Каждый рабочий день комиссара по внутренним делам Французского комитета национального освобождения (читай: временного правительства Франции) начинался с чтения шифровок от руководителей подпольных групп и наших агентов, посланных на оккупированную территорию. Голова шла кругом от обилия событий – диверсий, актов саботажа, нападений на оккупантов и ответных ударов: арестов, пыток, казней патриотов. Множество ценных сведений я передавал союзникам, делал доклады для Консультативной ассамблеи и для генерала де Голля. Часто приходилось принимать непростые и неприятные решения, о которых даже не хочется вспоминать, – в основном это случалось, когда обнаруживались тяжелые ошибки или предательство в наших рядах. Прежде я видел поле боя вокруг себя, иногда обсуждал координацию действий с другими руководителями подпольных групп, и вот теперь я видел всю битву, все Сопротивление в целом – от Нормандии до Корсики, от Бретани до Савойи. И отовсюду звучало громче всего одно слово: «Оружия!»
Что-то удавалось добыть на складах «Армии перемирия», что-то – в бою, но по-прежнему на пятерых бойцов приходились в среднем одна винтовка, одно охотничье ружье, пара пистолетов, и всё. О пулеметах и автоматах можно было только мечтать, а о зенитном вооружении даже не мечтали, хотя стервятники люфтваффе бомбили и обстреливали наши партизанские базы в Савойе и в Альпах. Мы понимали, что один килограмм взрывчатки в опытных руках мог причинить больше вреда противнику, чем пятисоткилограммовая авиабомба союзников, упавшая не туда, куда нужно, а эти промахи, особенно когда бомбы попадали на жилые кварталы, очень дорого обходились нашему Сопротивлению: мы не могли объяснить обезумевшим от горя людям, почему американцы и британцы уничтожают не немецких оккупантов, а мирных французов.
Кроме оружия, боеприпасов и взрывчатки тайная армия Сопротивления нуждалась в продовольствии, средствах связи и во многом другом. Очень часто даже отправка денег нашим подпольщикам не решала проблему – немцы внимательно следили за движением медикаментов и горючего, так необходимых партизанам.
Все это привело меня к простой мысли: моя главная задача как министра – обеспечить снабжение стремительно растущей во Франции подпольной армии всем необходимым, начиная с оружия и боеприпасов. Что нужно сделать для этого? Добраться до Уинстона Черчилля!
Заслуженные знатоки истории часто называют сэра Уинстона Черчилля самым великим англичанином в истории этой страны. Согласен ли я с такой оценкой? Скорее да, чем нет.

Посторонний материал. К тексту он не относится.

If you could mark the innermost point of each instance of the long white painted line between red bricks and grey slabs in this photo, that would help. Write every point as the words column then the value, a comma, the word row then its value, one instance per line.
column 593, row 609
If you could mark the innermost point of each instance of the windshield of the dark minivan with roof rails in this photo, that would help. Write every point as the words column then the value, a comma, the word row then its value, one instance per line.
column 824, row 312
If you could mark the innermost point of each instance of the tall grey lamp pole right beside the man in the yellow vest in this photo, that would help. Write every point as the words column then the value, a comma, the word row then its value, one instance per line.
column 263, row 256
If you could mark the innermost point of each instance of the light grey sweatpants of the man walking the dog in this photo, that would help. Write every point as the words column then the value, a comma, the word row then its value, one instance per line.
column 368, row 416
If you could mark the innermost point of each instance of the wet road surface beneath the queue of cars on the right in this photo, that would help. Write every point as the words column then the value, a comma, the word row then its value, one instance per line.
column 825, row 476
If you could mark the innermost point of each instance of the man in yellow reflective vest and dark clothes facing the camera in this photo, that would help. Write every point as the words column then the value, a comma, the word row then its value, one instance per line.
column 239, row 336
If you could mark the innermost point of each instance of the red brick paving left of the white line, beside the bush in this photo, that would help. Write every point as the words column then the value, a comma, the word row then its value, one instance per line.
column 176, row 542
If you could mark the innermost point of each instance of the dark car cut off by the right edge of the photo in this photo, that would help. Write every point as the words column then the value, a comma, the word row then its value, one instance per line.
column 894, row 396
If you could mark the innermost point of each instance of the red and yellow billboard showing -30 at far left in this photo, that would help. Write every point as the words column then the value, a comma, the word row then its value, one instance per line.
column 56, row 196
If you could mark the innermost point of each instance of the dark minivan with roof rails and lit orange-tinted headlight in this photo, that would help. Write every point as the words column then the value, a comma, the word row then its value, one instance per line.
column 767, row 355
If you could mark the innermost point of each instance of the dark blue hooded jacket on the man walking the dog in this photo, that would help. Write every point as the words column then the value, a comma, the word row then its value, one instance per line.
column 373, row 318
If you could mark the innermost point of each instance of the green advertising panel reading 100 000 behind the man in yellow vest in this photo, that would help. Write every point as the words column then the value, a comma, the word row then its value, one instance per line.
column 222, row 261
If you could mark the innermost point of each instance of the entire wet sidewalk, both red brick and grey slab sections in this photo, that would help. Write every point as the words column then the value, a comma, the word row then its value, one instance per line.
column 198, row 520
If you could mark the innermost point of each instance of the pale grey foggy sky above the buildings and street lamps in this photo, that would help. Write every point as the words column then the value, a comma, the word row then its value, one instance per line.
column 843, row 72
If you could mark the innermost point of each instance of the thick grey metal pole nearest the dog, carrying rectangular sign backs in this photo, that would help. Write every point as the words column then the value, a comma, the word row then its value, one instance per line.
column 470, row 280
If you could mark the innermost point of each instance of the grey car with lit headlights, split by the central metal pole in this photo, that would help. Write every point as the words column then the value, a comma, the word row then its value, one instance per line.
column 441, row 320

Вообще-то, я не склонен относиться с преувеличенным пиететом к кому-либо, это не в моем характере. Но честно признаюсь: не смея даже мечтать о встрече с Черчиллем, я испытывал жгучее желание увидеться с ним. И вовсе не для того, чтобы в ярких красках описать собственную деятельность. Нет, моя цель, мой долг состояли в том, чтобы вооружить Сопротивление. Но и любознательность, да и простое любопытство, не раз заводившее меня в дебри и даже на край гибели, тоже, признаюсь, подогревали мое желание. В фигуре Черчилля для меня было скрыто многое, очень многое – прежде всего будущее сражающейся Франции: он ограничивал, а то и сводил на нет поддержку нашего Сопротивления оружием, не говоря уж о дипломатической помощи. Политическая неразбериха, царившая изначально в нашем подполье и столь очевидная для французского национального характера, раздражала его: лавируя между Рузвельтом и Сталиным, он искал ясности, способствующей его планам, хотел держать под контролем ситуацию во Франции. Ему, по большому счету, не нужны были посредники – из этого вытекали и его прохладные отношения с де Голлем, упрямо и непреклонно отстаивавшим французский суверенитет в европейском пожаре.
Информацию о подпольных движениях он получал от своей разведки, но эти оперативные сводки носили поверхностный характер, были неточны и оставляли желать лучшего; можно предположить, что Черчилль догадывался об этом. Великий британец никогда, ни единого раза не встречался лицом к лицу с кем-либо из лидеров Сопротивления; я хотел стать первым. Ничтоже сумняшеся я лелеял надежду переубедить Черчилля и пробудить в нем симпатию к нашему делу. То был наивный план, но иногда – правда, чрезвычайно редко – как раз такие удается воплотить в жизнь.